TR2 The Year 2000 Issue: Accounting and Disclosure pg1

LEMBAGA PIAWAIAN PERAKAUNAN MALAYSIA
MALAYSIAN ACCOUNTING STANDARDS BOARD

MASB TECHNICAL RELEASE 2

Year 2000 Issue: Accounting and Disclosures
(Issued 31 July 1998)

The accounting treatments, which have been set in the bold italic type, should be read in the context of the Foreword to Financial Reporting Standards and Other Technical Pronouncements. Financial Reporting Standards and Other Technical Pronouncements are not intended to apply to immaterial items

Introduction

  1. The Malaysian Accounting Standards Board (herein called the Board) has approved the issuance of this Technical Release for immediate application by reporting enterprises. The Release addresses accounting for costs of modifying computer hardware and software to achieve Year 2000 compliance, revenue and loss recognition principles, possible impairment issue, and the disclosure of the Year 2000 compliance. It also requires disclosure of certain significant risks and uncertainties associated with the Year 2000 issue.

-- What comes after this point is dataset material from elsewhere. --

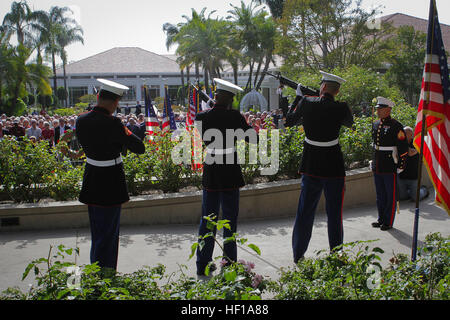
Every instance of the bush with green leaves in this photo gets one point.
(31, 172)
(354, 272)
(64, 183)
(24, 168)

  2. This Technical Release presents the Board's view on the appropriate accounting treatments for the Year 2000 issue within the framework of the law and the principles established in accounting standards and other pronouncements issued or adopted by the MASB. It also has due regard to international developments. Accordingly, the Board expects reporting enterprises to comply with the requirements of this Technical Release.

Scope

  1. Small reporting enterprises as defined in the proposed MASB's Conceptual Framework are exempted from the requirements of this Technical Release. However, such enterprises are strongly encouraged to consider the potential impact and extent of the Year 2000 issue on their businesses and other operations as discussed in this Release and to give appropriate disclosures.

The Year 2000 Issue

  1. It has now been well recognised that as the Year 2000 approaches, many existing computer systems of enterprises, which are based on the two-digit years, are not programmed to consider the start of the new millennium, unless they have been recently modified. Such computer systems that will process Year 2000 transactions with the digit of "00" may encounter significant processing inaccuracies and may even experience system failures or incompatibility that renders systems inoperative. Indeed, it has been noted that some computer systems may encounter difficulties even earlier than the Year 2000 when dealing with dates in 1999 or when processing "forward-dated" transactions in 1998 or 1999. The potential impact may be pervasive throughout the enterprise, extending beyond the computer hardware or software to many other aspects, such as chips embedded in operating fixed assets, loss of operating income and possible mitigating costs necessary to address or fix the Year 2000 problems. The advent of information technology, the dependence of enterprises on sophisticated computer systems and the interdependence of such systems among businesses, their suppliers and their customers, are such that even seemingly minor failures in addressing the Year 2000 issue may result in significant consequences to any particular enterprise's ability to run its business.

  2. Many enterprises will thus incur significant costs deemed necessary to mitigate the risks and uncertainties of the Year 2000 issue. Such costs may include external and internal costs of making hardware and software changes, upgrading of existing hardware and software, development of software and replacement of embedded computer-chips in hardware. Other costs that may arise include losses and other contingencies associated with actual failures of an enterprise's computer system in the Year 2000 and the consequential effects of failures of computer systems to other assets, such as decrease in net realisable values of products embedded with computer-chips and impairment of or decrease in useful lives of operating fixed assets. Loss contingencies could also arise from sales of products which are not Year 2000 compliant, such as product-warranty, product-defect liabilities and product-returns, and from lawsuits and other litigation risks.

  3. Whilst some published literature have estimated that the costs of fixing the Year 2000 problems will be very significant, it is generally not possible to estimate reliably the extent of costs each enterprise will have to bear in order to fix the Year 2000 problems. Also, some enterprises may not have addressed the issue but some may well be in the advanced stage of planning or implementing remedies to fix the Year 2000 problems. Given the significant nature of the Year 2000 issue, users of financial statements are increasingly expecting enterprises to provide some assurance that potential Year 2000 problems are being identified and addressed. Accordingly, a reporting enterprise should disclose the risks and uncertainties associated with the Year 2000 problems for its business and operations and its plans to address the issue. Although the Year 2000 problems are not the only risk faced by an enterprise, disclosures are justified by the pervasiveness and complexity of the issue and the possible significant effects. This Release requires disclosures to be in the form that explains the enterprise's efforts to mitigate the risks and uncertainties, rather than an assurance of those efforts. Accordingly, the term "Year 2000 compliance" used in this Release has the same meaning as risk mitigation efforts. This Release envisages that the disclosures should normally appear in the chairman's statement or any operating and financial review statement published by the enterprise in its annual report that also contains the financial statements.